Opua: memory and THE FRENCH LIEUTENANT’S WOMAN
Opua: memory and THE FRENCH LIEUTENANT’S WOMAN
I mentioned memory in the opening sentence of RETURN TO THE SEA and it is the second to last word in the short story, “Last Born.” Memory holds lives and personalities together. Yet I am repeatedly impressed by how much is forgotten. In the end almost everything and everyone.
I read John Fowles’ novel, THE FRENCH LIEUTENANT’S WOMAN, when it first came out; and saw the movie version when it was first released in 1982. I remember liking both, but when I watched the movie again the other evening the only scene that was familiar was the first, where Meryl Streep, who plays both an actress making a movie and the mid-nineteenth century woman of the title, wearing a cloak, walks to the end of a breakwater with waves crashing behind her.

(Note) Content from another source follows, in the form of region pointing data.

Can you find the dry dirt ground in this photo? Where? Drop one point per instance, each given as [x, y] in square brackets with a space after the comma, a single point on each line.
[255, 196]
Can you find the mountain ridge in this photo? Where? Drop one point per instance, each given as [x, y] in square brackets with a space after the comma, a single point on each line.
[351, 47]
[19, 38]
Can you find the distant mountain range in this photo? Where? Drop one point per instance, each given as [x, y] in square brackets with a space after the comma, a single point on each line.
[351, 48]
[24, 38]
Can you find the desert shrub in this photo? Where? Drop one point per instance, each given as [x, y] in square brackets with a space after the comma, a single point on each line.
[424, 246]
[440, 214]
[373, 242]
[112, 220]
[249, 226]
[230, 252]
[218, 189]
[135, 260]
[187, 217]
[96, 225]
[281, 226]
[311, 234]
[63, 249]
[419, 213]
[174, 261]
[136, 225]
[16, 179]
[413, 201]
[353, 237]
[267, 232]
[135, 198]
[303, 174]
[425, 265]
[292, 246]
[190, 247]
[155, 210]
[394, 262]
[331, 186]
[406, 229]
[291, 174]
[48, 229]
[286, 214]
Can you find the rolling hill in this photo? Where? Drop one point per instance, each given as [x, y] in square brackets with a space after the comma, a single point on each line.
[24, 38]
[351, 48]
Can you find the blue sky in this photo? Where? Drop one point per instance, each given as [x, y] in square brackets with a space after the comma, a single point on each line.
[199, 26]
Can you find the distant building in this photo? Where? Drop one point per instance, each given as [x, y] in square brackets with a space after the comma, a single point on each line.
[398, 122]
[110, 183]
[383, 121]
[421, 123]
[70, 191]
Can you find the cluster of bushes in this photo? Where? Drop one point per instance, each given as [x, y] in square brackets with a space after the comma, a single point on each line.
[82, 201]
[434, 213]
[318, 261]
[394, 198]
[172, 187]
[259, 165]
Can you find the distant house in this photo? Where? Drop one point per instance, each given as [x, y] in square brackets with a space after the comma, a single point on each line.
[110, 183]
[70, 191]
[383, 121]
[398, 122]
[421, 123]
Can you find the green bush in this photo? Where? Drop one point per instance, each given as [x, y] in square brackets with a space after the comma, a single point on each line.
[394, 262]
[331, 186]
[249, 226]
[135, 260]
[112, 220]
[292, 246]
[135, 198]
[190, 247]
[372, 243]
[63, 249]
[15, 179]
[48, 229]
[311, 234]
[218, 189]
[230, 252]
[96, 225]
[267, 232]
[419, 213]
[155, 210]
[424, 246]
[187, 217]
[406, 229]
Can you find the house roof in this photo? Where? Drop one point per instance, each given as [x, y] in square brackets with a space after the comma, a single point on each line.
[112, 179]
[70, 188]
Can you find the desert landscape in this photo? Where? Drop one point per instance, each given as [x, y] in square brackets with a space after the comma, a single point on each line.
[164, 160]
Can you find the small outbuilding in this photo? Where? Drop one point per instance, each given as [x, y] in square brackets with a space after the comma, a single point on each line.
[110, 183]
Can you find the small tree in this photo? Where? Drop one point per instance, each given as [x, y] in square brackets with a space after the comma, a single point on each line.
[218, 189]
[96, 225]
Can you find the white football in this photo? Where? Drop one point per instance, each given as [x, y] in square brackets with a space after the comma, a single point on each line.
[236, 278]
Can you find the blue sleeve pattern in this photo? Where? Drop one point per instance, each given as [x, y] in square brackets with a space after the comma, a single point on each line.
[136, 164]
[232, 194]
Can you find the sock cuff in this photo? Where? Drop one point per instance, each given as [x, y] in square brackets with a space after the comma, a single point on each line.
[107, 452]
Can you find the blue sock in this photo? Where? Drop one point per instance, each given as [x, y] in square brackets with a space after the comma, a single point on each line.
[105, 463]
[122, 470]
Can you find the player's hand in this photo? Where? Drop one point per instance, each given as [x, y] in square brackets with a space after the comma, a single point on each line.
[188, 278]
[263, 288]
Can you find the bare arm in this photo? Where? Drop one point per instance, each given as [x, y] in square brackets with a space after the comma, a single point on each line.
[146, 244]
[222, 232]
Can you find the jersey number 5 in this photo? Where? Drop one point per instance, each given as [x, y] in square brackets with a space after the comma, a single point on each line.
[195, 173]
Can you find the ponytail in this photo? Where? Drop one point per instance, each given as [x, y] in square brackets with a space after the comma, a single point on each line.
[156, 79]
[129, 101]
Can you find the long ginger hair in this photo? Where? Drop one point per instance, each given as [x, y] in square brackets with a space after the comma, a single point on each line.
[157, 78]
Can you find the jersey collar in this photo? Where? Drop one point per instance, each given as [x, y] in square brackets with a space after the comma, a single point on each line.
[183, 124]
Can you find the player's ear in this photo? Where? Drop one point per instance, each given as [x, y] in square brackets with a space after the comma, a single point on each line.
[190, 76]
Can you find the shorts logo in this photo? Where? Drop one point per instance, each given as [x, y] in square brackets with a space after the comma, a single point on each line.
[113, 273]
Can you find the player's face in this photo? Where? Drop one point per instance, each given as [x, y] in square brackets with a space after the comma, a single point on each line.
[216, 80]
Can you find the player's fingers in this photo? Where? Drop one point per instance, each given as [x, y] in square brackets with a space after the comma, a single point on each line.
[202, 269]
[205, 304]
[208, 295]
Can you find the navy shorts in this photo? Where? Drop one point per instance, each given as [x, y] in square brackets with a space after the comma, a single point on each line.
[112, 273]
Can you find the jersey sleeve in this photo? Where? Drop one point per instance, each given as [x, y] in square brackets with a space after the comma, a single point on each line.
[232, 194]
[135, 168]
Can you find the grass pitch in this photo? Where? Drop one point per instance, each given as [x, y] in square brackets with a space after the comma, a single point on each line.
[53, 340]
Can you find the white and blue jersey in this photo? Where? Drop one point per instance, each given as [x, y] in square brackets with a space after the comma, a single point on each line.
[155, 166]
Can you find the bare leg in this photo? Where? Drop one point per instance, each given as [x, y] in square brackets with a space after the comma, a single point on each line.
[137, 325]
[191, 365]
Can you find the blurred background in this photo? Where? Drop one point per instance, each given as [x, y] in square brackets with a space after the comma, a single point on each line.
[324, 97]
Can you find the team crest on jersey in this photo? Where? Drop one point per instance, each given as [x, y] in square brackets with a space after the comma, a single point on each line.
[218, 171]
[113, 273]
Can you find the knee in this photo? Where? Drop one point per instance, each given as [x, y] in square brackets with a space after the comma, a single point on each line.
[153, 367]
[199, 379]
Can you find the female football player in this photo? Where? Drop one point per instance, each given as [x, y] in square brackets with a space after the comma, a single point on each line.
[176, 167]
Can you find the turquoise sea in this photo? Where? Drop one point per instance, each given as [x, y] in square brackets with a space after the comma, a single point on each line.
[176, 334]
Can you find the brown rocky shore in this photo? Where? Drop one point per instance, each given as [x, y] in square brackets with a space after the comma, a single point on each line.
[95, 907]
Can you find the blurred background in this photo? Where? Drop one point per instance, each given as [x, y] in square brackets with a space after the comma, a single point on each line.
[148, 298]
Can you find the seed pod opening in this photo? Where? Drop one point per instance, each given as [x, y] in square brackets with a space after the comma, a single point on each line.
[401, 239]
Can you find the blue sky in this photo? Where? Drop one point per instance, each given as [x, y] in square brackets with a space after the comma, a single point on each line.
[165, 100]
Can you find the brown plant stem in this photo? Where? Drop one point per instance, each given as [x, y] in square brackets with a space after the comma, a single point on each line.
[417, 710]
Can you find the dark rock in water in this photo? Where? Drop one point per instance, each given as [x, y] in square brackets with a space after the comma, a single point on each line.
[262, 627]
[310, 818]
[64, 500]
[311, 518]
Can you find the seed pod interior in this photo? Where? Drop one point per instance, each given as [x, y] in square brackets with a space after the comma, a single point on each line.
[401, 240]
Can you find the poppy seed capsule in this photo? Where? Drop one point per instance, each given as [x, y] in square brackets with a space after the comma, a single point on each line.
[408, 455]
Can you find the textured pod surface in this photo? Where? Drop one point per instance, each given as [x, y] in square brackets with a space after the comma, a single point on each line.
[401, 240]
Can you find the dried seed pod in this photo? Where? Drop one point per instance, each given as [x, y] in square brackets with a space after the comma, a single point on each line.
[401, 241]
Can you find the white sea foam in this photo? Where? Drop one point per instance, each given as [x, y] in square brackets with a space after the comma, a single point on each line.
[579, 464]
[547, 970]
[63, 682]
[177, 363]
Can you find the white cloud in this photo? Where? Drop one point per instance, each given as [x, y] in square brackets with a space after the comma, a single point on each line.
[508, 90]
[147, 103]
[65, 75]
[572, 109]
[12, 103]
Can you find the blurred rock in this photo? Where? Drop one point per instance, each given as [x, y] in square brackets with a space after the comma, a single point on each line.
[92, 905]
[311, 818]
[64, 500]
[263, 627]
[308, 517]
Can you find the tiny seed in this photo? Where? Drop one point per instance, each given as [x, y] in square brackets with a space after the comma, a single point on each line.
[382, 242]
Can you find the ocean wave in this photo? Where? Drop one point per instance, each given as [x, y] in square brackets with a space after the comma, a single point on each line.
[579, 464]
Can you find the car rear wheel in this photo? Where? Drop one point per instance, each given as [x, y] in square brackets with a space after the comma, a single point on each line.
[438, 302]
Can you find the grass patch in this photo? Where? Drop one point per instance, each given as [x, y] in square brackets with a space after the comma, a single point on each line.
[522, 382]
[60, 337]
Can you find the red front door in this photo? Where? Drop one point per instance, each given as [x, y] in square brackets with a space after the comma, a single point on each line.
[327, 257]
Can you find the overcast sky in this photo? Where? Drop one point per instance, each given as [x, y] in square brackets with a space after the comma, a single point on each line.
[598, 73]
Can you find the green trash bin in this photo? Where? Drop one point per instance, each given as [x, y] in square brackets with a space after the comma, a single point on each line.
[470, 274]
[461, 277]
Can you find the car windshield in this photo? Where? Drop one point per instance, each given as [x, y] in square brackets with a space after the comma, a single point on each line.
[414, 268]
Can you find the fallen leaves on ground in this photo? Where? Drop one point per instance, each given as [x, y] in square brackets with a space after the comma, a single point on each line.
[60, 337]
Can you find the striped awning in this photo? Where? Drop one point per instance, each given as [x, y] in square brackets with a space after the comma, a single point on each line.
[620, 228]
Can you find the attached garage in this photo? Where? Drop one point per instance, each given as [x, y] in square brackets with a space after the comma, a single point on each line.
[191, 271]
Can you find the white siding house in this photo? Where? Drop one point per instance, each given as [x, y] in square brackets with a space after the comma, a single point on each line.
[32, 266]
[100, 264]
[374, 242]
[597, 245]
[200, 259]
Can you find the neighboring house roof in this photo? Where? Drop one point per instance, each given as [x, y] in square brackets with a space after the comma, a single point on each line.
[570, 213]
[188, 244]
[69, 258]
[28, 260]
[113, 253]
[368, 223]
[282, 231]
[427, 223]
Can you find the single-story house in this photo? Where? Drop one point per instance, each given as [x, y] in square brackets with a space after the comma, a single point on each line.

For the first half of the movie, I thought it to be an all-time great. Somehow my admiration was tempered during the last half, perhaps because Harold Pinter, who wrote the screenplay, put some stagey lines in Meryl Streep’s mouth. Still it is one of her best performances, and I think that Jeremy Irons, who played opposite her both in the 19th Century story, which has a touch of Thomas Hardy, and in the movie within the movie, was even better. In both centuries he is desperately attracted to the Meryl Streep character, and in both abandoned.
I’d say the movie is unforgettable; but obviously it isn’t.
----------
Cobwebs on the self-steering vane are not a good sign. They have been removed.